European equities rose sharply on Friday, adding to gains made in the previous session on ECB stimulus hints, with bouncing commodities prices boosting energy and mining stocks.
By 0908 GMT, the pan-European FTSEurofirst 300 was up 2.5 per cent at 1,326.82 points. The index had gained 2.1 per cent on Thursday after European Central Bank head Mario Draghi said financial markets turmoil and concerns over China will prompt a March review of the bank's monetary policy.
In spite of the gains, the FTSEurofirst 300 is down more than 7 per cent since the start of the year and some investors remained cautious saying the rebound could be short-lived.
"It needs to be seen if and for how long merely comments and, at best, potential prospects of further ECB action will manage to push concerns about the Chinese economy and global growth in general out of the limelight," said City of London Markets trader Markus Huber. "
"More action will be needed by other central banks like the BOJ and the PBoC in order to bring much needed long-term calm and optimism back into the markets," he added.
Oil stocks were the top sectoral gainer, up 4.4 per cent, after a rally brought crude prices back above the key $30 mark, as cold weather as well as firmer financial markets gave traders reason to cash in on record short positions.
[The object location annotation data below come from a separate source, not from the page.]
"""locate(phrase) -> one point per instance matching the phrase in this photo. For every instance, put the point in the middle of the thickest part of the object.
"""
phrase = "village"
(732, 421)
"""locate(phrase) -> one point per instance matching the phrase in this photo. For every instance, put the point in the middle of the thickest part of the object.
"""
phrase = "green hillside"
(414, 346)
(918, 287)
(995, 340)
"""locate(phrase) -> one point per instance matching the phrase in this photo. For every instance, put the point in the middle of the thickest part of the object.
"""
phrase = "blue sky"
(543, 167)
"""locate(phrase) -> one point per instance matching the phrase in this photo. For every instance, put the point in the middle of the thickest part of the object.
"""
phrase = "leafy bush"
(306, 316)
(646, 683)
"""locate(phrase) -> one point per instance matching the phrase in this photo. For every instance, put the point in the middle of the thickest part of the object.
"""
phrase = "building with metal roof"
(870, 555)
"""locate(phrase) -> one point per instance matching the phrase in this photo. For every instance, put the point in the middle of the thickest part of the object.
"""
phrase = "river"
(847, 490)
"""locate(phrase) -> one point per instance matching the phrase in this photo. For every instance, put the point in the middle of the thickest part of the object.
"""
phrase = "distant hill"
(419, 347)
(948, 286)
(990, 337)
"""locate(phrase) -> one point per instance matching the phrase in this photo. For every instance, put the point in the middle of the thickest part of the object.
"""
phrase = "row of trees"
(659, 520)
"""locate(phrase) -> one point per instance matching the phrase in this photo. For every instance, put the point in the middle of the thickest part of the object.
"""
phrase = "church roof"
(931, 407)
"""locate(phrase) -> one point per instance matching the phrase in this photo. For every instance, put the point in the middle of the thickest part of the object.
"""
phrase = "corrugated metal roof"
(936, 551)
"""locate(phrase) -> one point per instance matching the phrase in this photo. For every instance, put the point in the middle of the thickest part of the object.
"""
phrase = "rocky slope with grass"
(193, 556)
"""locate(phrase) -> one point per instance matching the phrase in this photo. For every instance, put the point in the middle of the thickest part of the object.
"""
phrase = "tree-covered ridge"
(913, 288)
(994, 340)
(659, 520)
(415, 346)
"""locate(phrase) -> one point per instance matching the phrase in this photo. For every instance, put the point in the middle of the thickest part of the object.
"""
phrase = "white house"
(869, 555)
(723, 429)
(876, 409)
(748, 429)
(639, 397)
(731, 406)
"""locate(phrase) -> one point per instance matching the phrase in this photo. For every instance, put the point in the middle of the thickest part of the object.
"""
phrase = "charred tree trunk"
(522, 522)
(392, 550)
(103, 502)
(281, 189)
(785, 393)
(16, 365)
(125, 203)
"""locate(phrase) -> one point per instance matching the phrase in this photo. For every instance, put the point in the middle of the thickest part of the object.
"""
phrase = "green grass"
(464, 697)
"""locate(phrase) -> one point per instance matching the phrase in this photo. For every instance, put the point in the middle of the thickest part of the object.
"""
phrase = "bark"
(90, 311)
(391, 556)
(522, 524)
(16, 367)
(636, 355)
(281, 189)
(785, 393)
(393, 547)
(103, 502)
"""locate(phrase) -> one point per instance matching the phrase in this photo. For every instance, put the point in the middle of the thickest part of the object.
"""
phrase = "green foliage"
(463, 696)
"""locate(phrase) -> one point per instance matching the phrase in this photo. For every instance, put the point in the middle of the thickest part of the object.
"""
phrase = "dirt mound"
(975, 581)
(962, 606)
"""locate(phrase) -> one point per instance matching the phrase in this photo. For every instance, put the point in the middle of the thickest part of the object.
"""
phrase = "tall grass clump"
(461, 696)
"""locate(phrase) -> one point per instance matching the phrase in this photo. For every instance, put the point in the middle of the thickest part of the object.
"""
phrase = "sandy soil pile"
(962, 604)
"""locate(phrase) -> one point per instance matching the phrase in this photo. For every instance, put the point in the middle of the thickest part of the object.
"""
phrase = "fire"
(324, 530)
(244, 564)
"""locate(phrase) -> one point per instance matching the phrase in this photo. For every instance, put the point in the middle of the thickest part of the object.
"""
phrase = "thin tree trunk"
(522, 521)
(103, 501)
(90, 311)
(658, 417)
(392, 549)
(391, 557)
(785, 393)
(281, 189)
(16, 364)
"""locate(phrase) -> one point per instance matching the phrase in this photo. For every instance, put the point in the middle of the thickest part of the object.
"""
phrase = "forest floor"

Shares in oil majors Total, Royal Dutch Shell and Eni were up between 3 per cent and 5 per cent. Shares in Saipem added 1.3 per cent after the Italian oil services group priced a 3.5 billion euros cash call at a steep discount, as expected.
Miners were the also among the top gainers, up 3.6 per cent, as metal prices rose.
Italian luxury goods Tod's rose 5.2 per cent after reporting a better-than-expected 7.4 per cent rise in 2015 sales, boosted by a strong performance across its brands and favourable currency moves that helped offset weakness in Hong Kong.
Delhaize also rose, by 1.6 per cent, on solid results. German software maker SAP fell 0.6 per cent giving up earlier gains as some brokers said its new 2017 target was no big surprise.
Philips fell 0.2 per cent after the company said a $3.3 billion deal to sell its components business to a consortium of Asian buyers broke down over US national security objections.
"The termination of the Lumileds transaction came as a surprise after the rather confident tone at the Q3 results to solve the issues around the regulatory clearance," ING said in a note.